Concrètement, l’appareil capture des images infrarouges à haute vitesse des yeux du patient pendant qu’il réalise des tâches visuelles simples. Ces données sont ensuite traitées par des algorithmes d’intelligence artificielle propriétaires, qui génèrent des indicateurs objectifs et reproductibles. Son ambition : remplacer les évaluations subjectives par des mesures standardisées, directement exploitables en consultation. Le dispositif s’intègre dans le flux de travail clinique, sans contrainte majeure, et permet même une interprétation à distance. Une approche qui vise à raccourcir drastiquement les délais d’analyse.
À terme, la plateforme entend aller plus loin. En accumulant des données à grande échelle, elle ambitionne d’identifier plus finement certaines pathologies : différencier les types de parkinsonismes, détecter précocement la maladie d’Alzheimer ou encore repérer les séquelles de commotions cérébrales. Une promesse conditionnée à la robustesse des données collectées.
Une accélération commerciale soutenue par une levée de fonds stratégique
Quelques mois seulement après sa certification CE obtenue en janvier 2025, neuroClues revendique déjà une présence dans sept pays européens. Plus de 30 dispositifs ont été déployés dans des hôpitaux, cabinets privés et centres de recherche, signe d’un intérêt croissant du terrain.
Cette traction commerciale s’appuie notamment sur :
- une intégration dans des cohortes cliniques majeures, dont celles de l’Institut du Cerveau à Paris
- une participation à une méga-cohorte de 25 000 patients pour construire une base de données normative
- la sélection par des dispositifs d’accélération comme Bpifrance et PariSanté Campus
- le déploiement de partenariats internationaux, notamment en Inde avec l’AIIMS
Pour soutenir cette dynamique, l’entreprise annonce une levée de fonds de 10 millions d’euros en série A, menée par Teampact Ventures, White Fund et le Fonds EIC. Avec des financements complémentaires non dilutifs, le total levé atteint désormais 25 millions d’euros.

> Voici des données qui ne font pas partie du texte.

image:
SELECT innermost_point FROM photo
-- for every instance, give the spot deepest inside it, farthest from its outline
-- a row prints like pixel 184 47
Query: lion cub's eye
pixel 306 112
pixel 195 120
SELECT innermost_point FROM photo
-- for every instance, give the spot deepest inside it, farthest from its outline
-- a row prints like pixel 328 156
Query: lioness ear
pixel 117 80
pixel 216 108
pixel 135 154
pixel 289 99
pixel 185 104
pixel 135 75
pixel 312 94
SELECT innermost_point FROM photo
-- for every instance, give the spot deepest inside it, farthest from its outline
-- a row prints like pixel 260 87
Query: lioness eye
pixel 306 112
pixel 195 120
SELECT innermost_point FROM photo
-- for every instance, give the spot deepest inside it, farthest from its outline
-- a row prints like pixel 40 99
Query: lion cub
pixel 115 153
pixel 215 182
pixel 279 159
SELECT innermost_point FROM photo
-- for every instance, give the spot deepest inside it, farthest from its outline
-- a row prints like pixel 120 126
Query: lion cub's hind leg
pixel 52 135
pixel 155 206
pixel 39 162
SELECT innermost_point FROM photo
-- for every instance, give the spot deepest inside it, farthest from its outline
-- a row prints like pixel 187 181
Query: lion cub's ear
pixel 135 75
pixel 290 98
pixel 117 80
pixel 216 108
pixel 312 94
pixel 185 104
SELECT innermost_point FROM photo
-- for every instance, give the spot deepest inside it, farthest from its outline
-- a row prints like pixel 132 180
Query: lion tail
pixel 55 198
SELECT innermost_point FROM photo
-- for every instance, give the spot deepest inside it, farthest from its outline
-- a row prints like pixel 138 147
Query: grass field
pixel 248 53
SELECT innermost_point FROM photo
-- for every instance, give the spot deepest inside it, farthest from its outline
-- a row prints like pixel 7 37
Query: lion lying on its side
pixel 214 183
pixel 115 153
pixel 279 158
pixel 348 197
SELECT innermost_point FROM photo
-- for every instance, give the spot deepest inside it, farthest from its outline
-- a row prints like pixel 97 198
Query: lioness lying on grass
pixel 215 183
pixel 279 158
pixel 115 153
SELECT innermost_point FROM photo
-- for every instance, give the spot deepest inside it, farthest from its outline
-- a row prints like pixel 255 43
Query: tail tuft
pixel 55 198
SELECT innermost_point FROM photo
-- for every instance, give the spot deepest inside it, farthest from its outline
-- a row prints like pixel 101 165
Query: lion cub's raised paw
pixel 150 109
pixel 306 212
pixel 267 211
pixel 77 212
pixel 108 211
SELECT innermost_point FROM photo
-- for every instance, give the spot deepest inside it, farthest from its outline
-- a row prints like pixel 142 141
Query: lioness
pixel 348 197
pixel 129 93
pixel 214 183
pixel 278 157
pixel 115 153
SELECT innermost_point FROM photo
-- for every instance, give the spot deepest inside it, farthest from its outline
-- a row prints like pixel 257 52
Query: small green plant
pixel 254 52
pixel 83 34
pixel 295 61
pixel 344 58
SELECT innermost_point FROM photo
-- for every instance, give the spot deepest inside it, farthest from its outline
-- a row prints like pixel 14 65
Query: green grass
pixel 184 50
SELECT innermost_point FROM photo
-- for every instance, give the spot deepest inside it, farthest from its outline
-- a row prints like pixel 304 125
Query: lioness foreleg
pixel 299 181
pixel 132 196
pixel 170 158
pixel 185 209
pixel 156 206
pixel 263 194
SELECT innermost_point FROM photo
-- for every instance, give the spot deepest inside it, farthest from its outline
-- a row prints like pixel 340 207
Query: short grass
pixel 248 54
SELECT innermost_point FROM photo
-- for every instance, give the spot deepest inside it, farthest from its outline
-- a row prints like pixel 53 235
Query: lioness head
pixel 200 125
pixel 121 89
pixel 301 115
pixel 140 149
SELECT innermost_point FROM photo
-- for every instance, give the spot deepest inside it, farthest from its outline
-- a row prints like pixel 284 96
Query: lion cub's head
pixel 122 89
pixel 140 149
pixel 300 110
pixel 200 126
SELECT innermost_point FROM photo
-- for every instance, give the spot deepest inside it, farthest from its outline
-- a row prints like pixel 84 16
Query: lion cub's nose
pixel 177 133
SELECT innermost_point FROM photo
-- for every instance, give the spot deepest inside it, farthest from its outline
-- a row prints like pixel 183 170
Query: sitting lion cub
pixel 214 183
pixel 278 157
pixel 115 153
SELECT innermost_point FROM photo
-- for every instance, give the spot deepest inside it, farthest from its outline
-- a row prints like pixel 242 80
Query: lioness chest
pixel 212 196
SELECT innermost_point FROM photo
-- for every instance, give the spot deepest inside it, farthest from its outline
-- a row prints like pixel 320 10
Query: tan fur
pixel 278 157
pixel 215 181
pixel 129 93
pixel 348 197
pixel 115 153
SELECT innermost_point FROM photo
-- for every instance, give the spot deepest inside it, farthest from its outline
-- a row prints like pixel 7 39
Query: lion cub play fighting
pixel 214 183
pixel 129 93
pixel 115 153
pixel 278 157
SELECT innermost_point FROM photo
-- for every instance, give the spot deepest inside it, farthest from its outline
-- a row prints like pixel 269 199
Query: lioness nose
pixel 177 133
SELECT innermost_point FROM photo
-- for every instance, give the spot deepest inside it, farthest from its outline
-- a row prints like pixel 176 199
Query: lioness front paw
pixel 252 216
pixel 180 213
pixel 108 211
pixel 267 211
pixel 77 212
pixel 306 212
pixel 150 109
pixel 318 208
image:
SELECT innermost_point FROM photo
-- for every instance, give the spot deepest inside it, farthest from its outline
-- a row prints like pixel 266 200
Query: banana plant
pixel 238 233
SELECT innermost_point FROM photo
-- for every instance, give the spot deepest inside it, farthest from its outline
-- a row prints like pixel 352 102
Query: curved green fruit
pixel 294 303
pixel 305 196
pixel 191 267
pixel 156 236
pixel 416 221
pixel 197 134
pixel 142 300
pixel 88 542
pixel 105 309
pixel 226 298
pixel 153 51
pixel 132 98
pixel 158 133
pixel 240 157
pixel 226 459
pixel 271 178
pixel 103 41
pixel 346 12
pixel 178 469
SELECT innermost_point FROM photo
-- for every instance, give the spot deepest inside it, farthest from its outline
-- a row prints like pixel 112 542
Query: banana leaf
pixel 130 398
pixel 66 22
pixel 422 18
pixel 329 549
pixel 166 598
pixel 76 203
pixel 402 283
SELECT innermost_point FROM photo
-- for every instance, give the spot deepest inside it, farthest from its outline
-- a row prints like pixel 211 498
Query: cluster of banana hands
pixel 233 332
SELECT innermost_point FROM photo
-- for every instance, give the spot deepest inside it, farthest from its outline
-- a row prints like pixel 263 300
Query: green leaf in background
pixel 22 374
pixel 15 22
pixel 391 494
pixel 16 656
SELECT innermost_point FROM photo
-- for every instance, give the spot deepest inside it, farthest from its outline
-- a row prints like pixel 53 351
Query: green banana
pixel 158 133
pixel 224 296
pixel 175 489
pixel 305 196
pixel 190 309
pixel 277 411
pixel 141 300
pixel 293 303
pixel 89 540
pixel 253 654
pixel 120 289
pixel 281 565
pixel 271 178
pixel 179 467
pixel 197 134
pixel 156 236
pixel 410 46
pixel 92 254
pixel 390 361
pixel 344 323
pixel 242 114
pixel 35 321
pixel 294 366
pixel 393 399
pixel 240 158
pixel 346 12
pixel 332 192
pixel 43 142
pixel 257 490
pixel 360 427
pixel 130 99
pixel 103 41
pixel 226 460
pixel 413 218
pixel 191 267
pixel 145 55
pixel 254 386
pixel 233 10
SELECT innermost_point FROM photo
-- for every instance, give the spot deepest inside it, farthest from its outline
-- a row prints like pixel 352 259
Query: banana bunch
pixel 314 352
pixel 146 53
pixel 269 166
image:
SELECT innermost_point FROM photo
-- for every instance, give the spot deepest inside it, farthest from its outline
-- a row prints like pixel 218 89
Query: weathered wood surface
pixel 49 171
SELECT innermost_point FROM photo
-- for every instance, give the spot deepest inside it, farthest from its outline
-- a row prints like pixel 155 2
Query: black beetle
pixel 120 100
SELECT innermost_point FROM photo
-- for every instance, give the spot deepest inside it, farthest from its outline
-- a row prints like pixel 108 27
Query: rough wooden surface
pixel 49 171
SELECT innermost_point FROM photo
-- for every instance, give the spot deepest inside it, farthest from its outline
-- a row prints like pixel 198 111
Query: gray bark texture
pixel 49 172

Au-delà du financement, neuroClues affirme structurer son développement avec le recrutement de Bart Stulens, ex-Medtronic, au poste de directeur commercial EMEA. Car derrière cette embauche, la medtech entends industrialiser le déploiement en Europe, tout en préparant une expansion vers les États-Unis. En parallèle, la société ouvre une tranche d’investissement de 1,5 million d’euros via la plateforme LITA, accessible aux particuliers. Une initiative encore rare à ce stade de maturité, qui traduit autant une volonté d’engagement citoyen qu’un besoin de financement complémentaire. Reste à voir si cette ouverture participera réellement à démocratiser l’innovation.